Rotenone is a well-characterised inhibitor of the mitochondrial complex I that is used in studies of PD (Greenamyre et al., 2010). Complex I dysfunction is a major pathophysiological component of PD, and its inhibition by rotenone is utilised widely in both cell and animal disease models (KrakoJakovljevic, 2021). A study of dopaminergic PC12 cells exposed to rotenone observed that both ATP synthase subunit α and ATP synthase subunit β were carbonylated, to which the authors suggest could contribute to a reduced ATP output (Chiaradia, 2019). Mutations in the SNCA gene that encodes α-synuclein are also a feature of PD, as the aggregation of the protein leads to the formation of toxic oligomers and fibrils (Schulz-Schaeffer, 2010; Mahul-Mellier et al., 2020). Rat neuronal co-cultures treated with oligomers of α-synuclein showed a co-localisation of the oligomers with ATP synthase, which resulted in high levels of oxidised ATP synthase subunit β (Ludtmann, 2018). There is evidence of mitochondrial permeability transition pore (mPTP) opening in response to α-synuclein oligomer induced oxidative stress and compromised bioenergetics, and the role of ATP synthase as a structural component of mPTP is now increasingly better understood (Angeli, 2021).

D. melanogaster with parkin mutations are also a well-characterised disease model for PD (Greene, 2003). Studies have reported reduced Glutathione S-Transferase Omega (GSTO) in these mutants, which may result in increased susceptibility to oxidative stress due to the protective role of S-Glutathionylation against the irreversible oxidation of protein thiols (Song, 2014). When parkin mutants of D. melanogaster had GSTO1 restored, as it is downregulated in parkin mutants, the levels of S-Glutathionylation of ATP synthase subunit β increased, along with the catalytic activity of the ATP synthase enzyme (Kim et al., 2012).

Conclusion and Perspectives

The mitochondrion is a primary site of free radical production in the cell, and thus a site of high levels of oxidative stress. This mitochondrial dysfunction that leads to oxidative stress has come to characterise many neurodegenerative diseases. The protein targets of this oxidative stress are varied but distinct to given diseases, and so in order to better understand the disease process, a comprehension of the oxidised proteins is required.

Proper functioning of the ATP synthase enzyme is essential to metazoan life, and in H. sapiens, its dysfunction is widely implicated in disease (Dautant, 2018). Here we have discussed the published evidence of ATP synthase modification by processes of oxidation in different neurodegenerative diseases, with a summary of these modification presented in Table 1. A more complete understanding of ATP synthase oxidation is presented in AD, largely based upon the work of the D. Allan Butterfield lab, but there is still more to be understood about this process.

TABLE 1

The different oxidative modifications of ATP synthase reported in Alzheimer’s disease, Parkinson’s disease, and Huntington’s disease.

Disease	Protein
	ATP5A	ATP5B	Subunit d	Subunit O	ADP/ATP translocase
Alzheimer’s	Carbonylation, HNE, Lipoxidation, Nitration	Carbonylation	Carbonylation	Carbonylation	Carbonylation
Parkinson’s	Carbonylation	Carbonylation
Huntington’s	Carbonylation

Much less information is available in PD and HD but given that oxidative stress is a major feature in the pathophysiology of both diseases, effort should be directed toward understanding the oxidised proteome in both diseases, and in particular the oxidation of the ATP synthase enzyme.

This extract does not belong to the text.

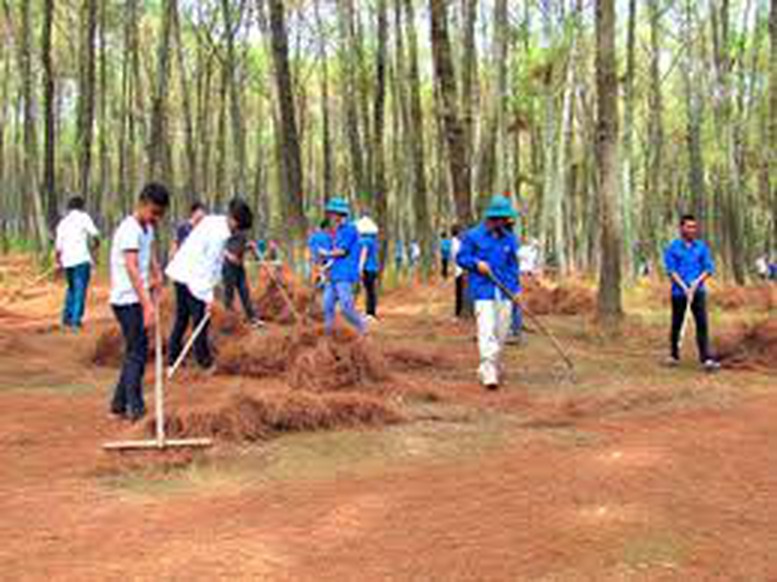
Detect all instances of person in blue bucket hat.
[319,198,365,334]
[456,196,520,390]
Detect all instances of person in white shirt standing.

Other neurodegenerative conditions such not be overlooked in these investigations either, protein oxidation has long being understood to characterise ALS, but information regarding the specific proteins which are modified is lacking (Beal, 1997; Andrus et al., 1998).

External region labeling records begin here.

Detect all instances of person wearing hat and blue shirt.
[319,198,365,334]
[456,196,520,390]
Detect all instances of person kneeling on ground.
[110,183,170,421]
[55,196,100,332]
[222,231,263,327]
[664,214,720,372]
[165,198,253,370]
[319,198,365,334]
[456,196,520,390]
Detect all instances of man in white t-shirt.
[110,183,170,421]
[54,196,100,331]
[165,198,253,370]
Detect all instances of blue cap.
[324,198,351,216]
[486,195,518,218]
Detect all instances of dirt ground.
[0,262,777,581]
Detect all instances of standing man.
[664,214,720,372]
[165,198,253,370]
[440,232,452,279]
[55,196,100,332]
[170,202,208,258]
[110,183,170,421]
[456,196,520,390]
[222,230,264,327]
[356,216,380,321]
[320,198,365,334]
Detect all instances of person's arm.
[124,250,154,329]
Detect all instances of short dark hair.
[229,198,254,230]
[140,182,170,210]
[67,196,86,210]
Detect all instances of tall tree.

Given the progression of the candidate drug J147, which targets ATP synthase, to clinical trial as a potential treatment for AD (Goldberg, 2018), as well as the deeper consideration of the enzyme as a target in anti-cancer therapies (Wang et al., 2021), a deeper understanding of the frequency, type, and location of the oxidative modifications of the mitochondrial ATP synthase enzyme should allow for the development of candidate drugs to treat these diseases in the future.